Unsteady 39

35.5K 5.3K 1.1K
                                    

"Argh, sialan, ulangan mulu. Stres gue."

Aira mengeluh, memasukkan buku-bukunya ke dalam tas berwarna hitamnya. Lalu menarik buku geografi dan meletakkannya di atas meja.

Ares melirik Aira, mengacak pelan rambut gadis itu lalu kembali berfokus pada pensilnya. Tadi pelajaran terakhir adalah sejarah, namun gurunya itu keluar dari ruangan 15 menit sebelum bel pergantian pelajaran berbunyi.

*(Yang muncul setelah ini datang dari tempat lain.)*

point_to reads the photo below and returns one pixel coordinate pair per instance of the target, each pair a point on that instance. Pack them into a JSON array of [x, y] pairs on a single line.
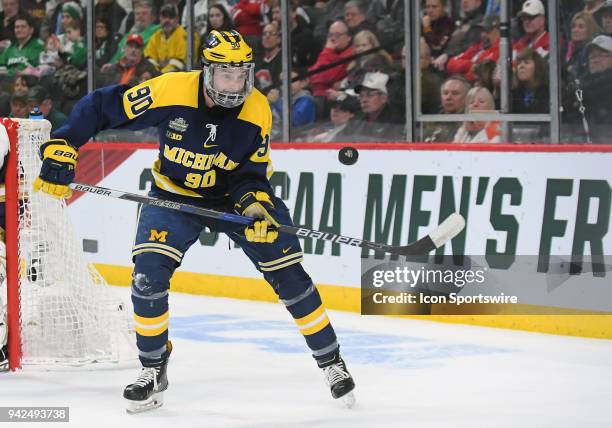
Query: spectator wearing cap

"Res pinjem penghapus, pensil, pulpen sama correction pen dong." Ucap Rafi dari meja sebrang. Ares mengerutkan keningnya.

"Minjem atau merampok?" sela Aira dengan ketus.

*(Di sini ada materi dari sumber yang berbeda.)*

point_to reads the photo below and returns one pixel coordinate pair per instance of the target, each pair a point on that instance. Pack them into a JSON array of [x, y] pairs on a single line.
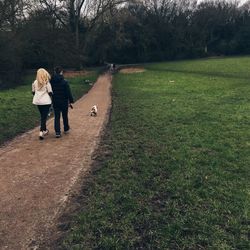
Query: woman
[[42, 92]]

Rafi menyipitkan matanya. "Yee, apaan sih lo ikut campur aja sama hubungan pertemanan kita. Berisik lo ah."

Aira mendengus.

Ares menarik tasnya dari belakang dan memberikannya pada Rafi. "Cari aja sendiri di tas gue."

Tanpa mengucapkan apapun lagi, Rafi menerima tas itu dan kembali duduk di mejanya. Tangannya sibuk mencari benda-benda yang di butuhkan.

"Ngomong-ngomong Res, sekarang lo tinggal dimana?" tanya Aira tanpa menoleh.

"Di rumah Aga," laki-laki itu terdiam sebentar, lalu melanjutkan. "tapi gak tau sampe kapan."

Aira mengangguk mengerti. Setidaknya ia tahu kemana harus mencari Ares jika ada sesuatu yang darurat, entah tiba-tiba dia rindu atau semacamnya.

"Res, kok ada remot sih di tas lo?" tanya Rafi sambil mengangkat tangan kanannya yang menggenggam sebuah remot TV. Keningnya berkerut dengan mata menyipit.

Refleks Ares terkekeh. "Ah itu, Eza akhir-akhir ini sering nonton film yang membuat otaknya semakin berkembang dengan pesan. Gila gak sih bocah umur segitu mengomentari perkembangan dunia setelah dia nonton film National Geographic?"

"What? Tonton bocah ember itu National Geographic?" Agung menyela dengan mata melebar. "Adek gue udah SMP tontonannya Ipin-Upin."

"Upin-Ipin kali, Gung."

"Lo bertiga tau gak film Intersteller?" tanya Ares dengan serius.

Ketiganya mengangguk serentak.

"Nah Eza lagi sibuk sekarang meneliti dimensi 5 waktu."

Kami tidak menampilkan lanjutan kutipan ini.